Wednesday, November 20, 2013

Is your brand fireproof?

On June 2, 2011, a full three weeks after it was crash tested in a controlled environment by the NHTSA, a Chevy Volt caught fire because the battery was improperly handled after the crash. You'd have thought from the resulting media firestorm that every Volt ever sold up to that time had caught fire and that GM management had perpetrated a coverup larger and more nefarious than Area 51 and Watergate combined.

Yesterday, the NHTSA announced it will investigate the Tesla S after a third car caught fire immediately after a crash on the open road in just the past two months. And yet, criticism of Tesla is slow to come.

What's the difference?

The brand.

People have been burned (pun intended) so often by GM's engineering missteps over the years that they almost expect any new technology that comes from GM to be flawed. Thus a story about one car that was involved in an artificial crash simulation and caught fire only because government safety investigators didn't follow GM's published protocols for draining and discharging the battery after a crash, suddenly became "fires." It got so bad that to calm owners' fears GM had to offer up loaner cars while an investigation took place.
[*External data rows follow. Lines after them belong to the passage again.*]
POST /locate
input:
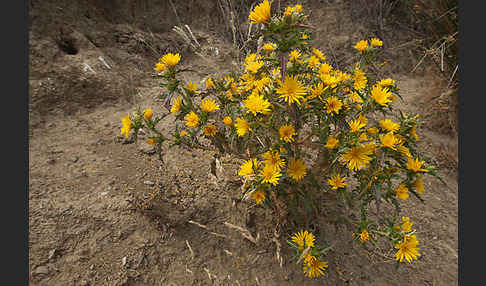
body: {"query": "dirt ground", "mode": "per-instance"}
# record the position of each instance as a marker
(90, 65)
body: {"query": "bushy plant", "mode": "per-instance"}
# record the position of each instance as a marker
(303, 129)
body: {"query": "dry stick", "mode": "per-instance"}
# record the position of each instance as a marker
(206, 228)
(244, 232)
(190, 249)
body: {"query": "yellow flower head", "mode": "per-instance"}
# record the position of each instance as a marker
(415, 165)
(332, 142)
(272, 158)
(313, 267)
(356, 125)
(361, 45)
(381, 95)
(375, 42)
(192, 119)
(389, 141)
(127, 125)
(297, 169)
(303, 239)
(261, 13)
(256, 104)
(407, 249)
(176, 106)
(248, 167)
(258, 196)
(209, 105)
(210, 130)
(270, 175)
(191, 87)
(333, 104)
(228, 121)
(337, 182)
(209, 83)
(147, 113)
(402, 192)
(291, 90)
(286, 133)
(364, 236)
(160, 67)
(170, 59)
(389, 125)
(242, 126)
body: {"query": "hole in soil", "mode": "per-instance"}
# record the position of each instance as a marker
(67, 46)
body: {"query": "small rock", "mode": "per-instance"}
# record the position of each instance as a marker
(41, 270)
(150, 183)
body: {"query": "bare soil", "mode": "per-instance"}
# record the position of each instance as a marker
(106, 211)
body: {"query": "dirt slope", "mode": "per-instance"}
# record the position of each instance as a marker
(85, 181)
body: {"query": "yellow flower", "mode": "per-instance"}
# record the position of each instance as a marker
(415, 165)
(248, 167)
(258, 196)
(228, 121)
(269, 47)
(389, 125)
(380, 95)
(192, 119)
(418, 184)
(147, 113)
(303, 239)
(209, 83)
(210, 130)
(270, 175)
(402, 192)
(406, 224)
(333, 104)
(364, 236)
(313, 267)
(242, 126)
(337, 182)
(297, 169)
(176, 106)
(360, 79)
(191, 87)
(357, 157)
(331, 142)
(389, 141)
(170, 59)
(160, 67)
(291, 90)
(286, 133)
(209, 105)
(375, 42)
(356, 125)
(361, 45)
(127, 125)
(261, 13)
(272, 158)
(319, 54)
(407, 249)
(256, 103)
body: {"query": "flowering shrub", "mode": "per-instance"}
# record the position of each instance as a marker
(303, 128)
Tesla and Elon Musk, on the other hand, don't have GM's baggage, so the fires are minor issues. Teething pains for a fledgling company, if you will. The media and public don't assume negligence or incompetence, and even give Musk credit for requesting an investigation into the fire (though the NHTSA disputes that claim).

If you have a strong brand, a good reputation, it can protect you from the occasional stumble. But if you stumble too often for too long then that becomes your brand and what people expect from you.

That's why Tesla's brand is acting as a fire extinguisher, while GM's brand only fuels the flames.